今日清明

泽钥

清 明 今日清明,雨水停停走走,风儿退去了三月那层若有若无的薄寒,阳光之下又染上了暮春的燥热。万物被春风吹醒,被油水滋养,很快就清明了起来。 带着孩子,走在回家的山间小路上。眼前一片黄绿相间,野花野草争鲜夺艳,空气中春天的味道浓得抹不开,花草的香甜,泥土的清香,醉美得人走不动,就想躺入草丛中大睡一觉。可是,孩子一刻也不肯安静,他捡来一根木棒,把两个袋子挑在肩膀上,挥发着与草木同长的猛势,挑着“担子”往前冲啊。 再看那五颜六色的清明花插遍了山野,高高挂在坟头,红得艳,黄得灿,白得雅,唯有映山红躲在灌木丛中黯然失色,这不应该啊?红花也得绿叶配,可是满山的绿叶经常是无所配,唯有映山红是山间的佳配,它们的花期虽短暂,但它们是土地散发出的仙气,是人心积蓄的灵动,也是故人穿着的盛装,独属于春天的映山红怎能被冷落呢?我爱这花儿红得艳,爱这花儿香得清,爱这花儿装着童年的记忆,爱这花儿吃起来的甜酸,更独爱这花儿开在清明时,采一枝,送给最亲爱的人,少一束清明花,给山间的土地多一份环保,如此,多好。 想起前几天上山祭祀的时候,整片山林一直在热闹中迎来送往着扛花的人们。灌木丛生,山路阻挡,雨水淋淋,太阳燥热,山间仍然是鞭炮声不绝于耳,没有什么能阻挡人们对亲人的思念。母亲躺在的地方,红艳艳的映山红在高大的松树林中一簇簇地相拥而开,花挨花,花连树,花铺地。我们就地采花,献给最亲爱的母亲。花儿与母亲同在,我们仿佛回到了从前的日子。
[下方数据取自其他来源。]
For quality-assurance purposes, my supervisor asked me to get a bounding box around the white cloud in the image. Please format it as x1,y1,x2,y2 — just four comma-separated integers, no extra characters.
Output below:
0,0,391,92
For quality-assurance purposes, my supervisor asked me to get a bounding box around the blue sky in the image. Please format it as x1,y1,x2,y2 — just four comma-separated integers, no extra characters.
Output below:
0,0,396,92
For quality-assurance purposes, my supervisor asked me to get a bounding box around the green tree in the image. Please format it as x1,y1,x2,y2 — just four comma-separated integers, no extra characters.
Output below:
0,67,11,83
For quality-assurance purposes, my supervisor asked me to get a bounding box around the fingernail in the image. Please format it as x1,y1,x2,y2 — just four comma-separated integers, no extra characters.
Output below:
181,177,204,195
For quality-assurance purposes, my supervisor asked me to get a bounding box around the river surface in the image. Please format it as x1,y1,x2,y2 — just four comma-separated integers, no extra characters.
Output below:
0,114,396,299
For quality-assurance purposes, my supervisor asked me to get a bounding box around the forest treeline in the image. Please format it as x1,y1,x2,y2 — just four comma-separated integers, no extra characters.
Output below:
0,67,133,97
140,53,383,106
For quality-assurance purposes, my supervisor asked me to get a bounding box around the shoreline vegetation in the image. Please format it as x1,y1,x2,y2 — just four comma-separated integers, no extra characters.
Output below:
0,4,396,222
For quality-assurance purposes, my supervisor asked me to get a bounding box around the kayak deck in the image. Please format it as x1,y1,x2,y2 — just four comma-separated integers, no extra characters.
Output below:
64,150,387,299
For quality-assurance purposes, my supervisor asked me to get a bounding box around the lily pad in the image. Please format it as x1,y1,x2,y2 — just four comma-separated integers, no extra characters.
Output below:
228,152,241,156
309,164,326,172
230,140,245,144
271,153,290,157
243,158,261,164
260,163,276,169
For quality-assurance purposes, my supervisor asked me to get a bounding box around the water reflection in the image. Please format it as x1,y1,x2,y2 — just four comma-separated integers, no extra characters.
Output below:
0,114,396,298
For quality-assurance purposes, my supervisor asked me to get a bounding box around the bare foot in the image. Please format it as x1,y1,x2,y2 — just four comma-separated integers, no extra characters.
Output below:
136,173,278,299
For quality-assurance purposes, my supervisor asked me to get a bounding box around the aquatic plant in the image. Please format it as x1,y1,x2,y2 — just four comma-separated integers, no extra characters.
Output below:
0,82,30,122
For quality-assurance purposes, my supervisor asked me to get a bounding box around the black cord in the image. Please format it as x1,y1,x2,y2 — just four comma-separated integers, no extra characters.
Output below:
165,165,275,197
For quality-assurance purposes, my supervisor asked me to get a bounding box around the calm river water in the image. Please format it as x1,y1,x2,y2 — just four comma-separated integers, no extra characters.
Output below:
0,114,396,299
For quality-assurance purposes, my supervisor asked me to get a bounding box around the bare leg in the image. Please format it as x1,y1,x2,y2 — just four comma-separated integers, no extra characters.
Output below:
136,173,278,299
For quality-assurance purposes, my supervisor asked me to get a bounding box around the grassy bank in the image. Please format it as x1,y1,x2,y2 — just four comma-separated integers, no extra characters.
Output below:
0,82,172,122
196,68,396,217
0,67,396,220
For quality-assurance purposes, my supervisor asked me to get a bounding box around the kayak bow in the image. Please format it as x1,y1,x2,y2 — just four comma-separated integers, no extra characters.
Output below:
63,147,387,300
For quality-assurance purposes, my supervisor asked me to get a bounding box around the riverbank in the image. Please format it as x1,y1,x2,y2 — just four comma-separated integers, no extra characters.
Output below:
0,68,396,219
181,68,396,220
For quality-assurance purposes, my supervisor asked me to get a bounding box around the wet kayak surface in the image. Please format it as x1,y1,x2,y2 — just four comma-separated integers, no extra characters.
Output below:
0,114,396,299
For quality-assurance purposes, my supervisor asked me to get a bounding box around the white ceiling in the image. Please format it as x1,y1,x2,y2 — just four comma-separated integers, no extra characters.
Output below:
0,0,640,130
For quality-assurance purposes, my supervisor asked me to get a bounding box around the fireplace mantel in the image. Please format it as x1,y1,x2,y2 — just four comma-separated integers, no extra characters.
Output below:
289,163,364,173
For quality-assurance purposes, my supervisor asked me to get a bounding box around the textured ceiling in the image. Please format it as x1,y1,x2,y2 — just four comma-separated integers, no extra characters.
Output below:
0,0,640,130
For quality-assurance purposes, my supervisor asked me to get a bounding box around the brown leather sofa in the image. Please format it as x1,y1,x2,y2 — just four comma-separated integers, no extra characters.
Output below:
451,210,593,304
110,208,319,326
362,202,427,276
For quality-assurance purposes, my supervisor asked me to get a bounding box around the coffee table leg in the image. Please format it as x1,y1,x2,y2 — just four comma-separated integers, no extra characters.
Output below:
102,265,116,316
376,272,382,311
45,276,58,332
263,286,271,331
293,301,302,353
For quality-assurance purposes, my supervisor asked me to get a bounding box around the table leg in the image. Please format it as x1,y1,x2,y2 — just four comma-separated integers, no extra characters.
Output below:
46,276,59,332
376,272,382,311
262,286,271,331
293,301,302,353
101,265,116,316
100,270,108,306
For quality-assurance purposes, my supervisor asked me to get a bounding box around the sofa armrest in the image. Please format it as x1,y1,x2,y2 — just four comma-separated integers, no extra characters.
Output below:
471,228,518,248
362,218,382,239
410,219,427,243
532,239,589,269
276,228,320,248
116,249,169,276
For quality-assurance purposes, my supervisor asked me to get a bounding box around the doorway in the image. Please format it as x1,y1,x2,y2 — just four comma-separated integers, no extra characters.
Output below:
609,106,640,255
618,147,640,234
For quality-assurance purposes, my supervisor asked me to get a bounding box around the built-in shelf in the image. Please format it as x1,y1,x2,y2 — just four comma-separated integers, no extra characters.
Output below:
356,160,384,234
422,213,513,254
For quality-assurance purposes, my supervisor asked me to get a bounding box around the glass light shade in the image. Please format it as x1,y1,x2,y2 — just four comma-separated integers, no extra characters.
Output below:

每每映山红开的时候,母亲也会在漫山遍野里采一大枝花儿带回家给我们。如今,我们长大了,花儿仍然按时开放,她却独享了这么多年孤独的时光。一想到这些,心情就像这四月的天气一样,雨一阵晴一时。 弟弟特意带上了工具,默默地清扫着母亲周围的灌木,他告诉我,万物生长此时,皆清洁而明静,故谓之清明。它是春与夏相接的重要刻度,亦是万物始新、万象更新的临界点。我们爱母亲,也爱这花儿,有花儿的陪伴,母亲的世界怎能被干扰?人只有在开阔的天地间,在明净的风景之中,心绪才能被真正洗涤、照亮。 回到村里,看着村民在地头劳作,移苗插栽,种下的庄稼见雨就生,见风就长。父亲虽然手脚不灵便,也不甘落后,在家门口整理出几方菜园,围上栅栏,守护着这些已经出土的小苗儿。父亲挖下的菜方比我们家里的物件都收拾得整齐,他小心翼翼地伺弄着一方土,土质不好的地方还铺上了一层火粪垫底,种下的菜苗将会长得又快又壮。 一方菜园,一方世界。有的菜苗被父亲铺上了一层薄膜,给它们保温;有的菜苗已长出很高,父亲刚为它们浇上了一口清水。旁边的地头,还有父亲为它们烧好的火粪,那是纯天然的肥料,也是绿色环保的农家小菜最佳的搭配。 村口的几棵古树在春天里长出了嫩绿的叶子,树枝用最舒适的姿态肆意地伸向天空,蓝天白云像顶帽子一样盖着它们的枝叶,土地仿佛打了胶水似的牢固地粘住横七竖八纠结在一起的根须,粗壮的树身如托盘般支撑着散开的枝叶。鸟儿在枝丫间欢跳着,叽叽喳喳唱着歌儿,古树不说话,只在风里像指挥家一样尽情舞动着枝叶,又像是跟着远方回来的人打着招呼…… 我们走在古树脚下,不忧自喜,“清明”二字的真正含义似乎在这些古树上渐显。所谓“天清地明、物我两忘”,也许万物都在这个时节找到了最澄澈的模样。古树见证着村民一代又一代的繁衍生育,见证着人们的悲喜哀乐,仍然在经过上百年的风吹日晒,燥热寒冻,积蓄力量默默地隐藏在土地的根须中,待到春暖花开,风和日照,雨降霜寒,鸟鸣虫爬,它们便成了清明时节的一部分,和新发的芽、初开的花融为一体,重新清朗、重新鲜活、重新开放。 古树,映山红,母亲,父亲的菜园是否也在告诉我,在清明里记得祭扫追思,也别忘记在一年中最好的气候和最美的风光中去踏青,去前行。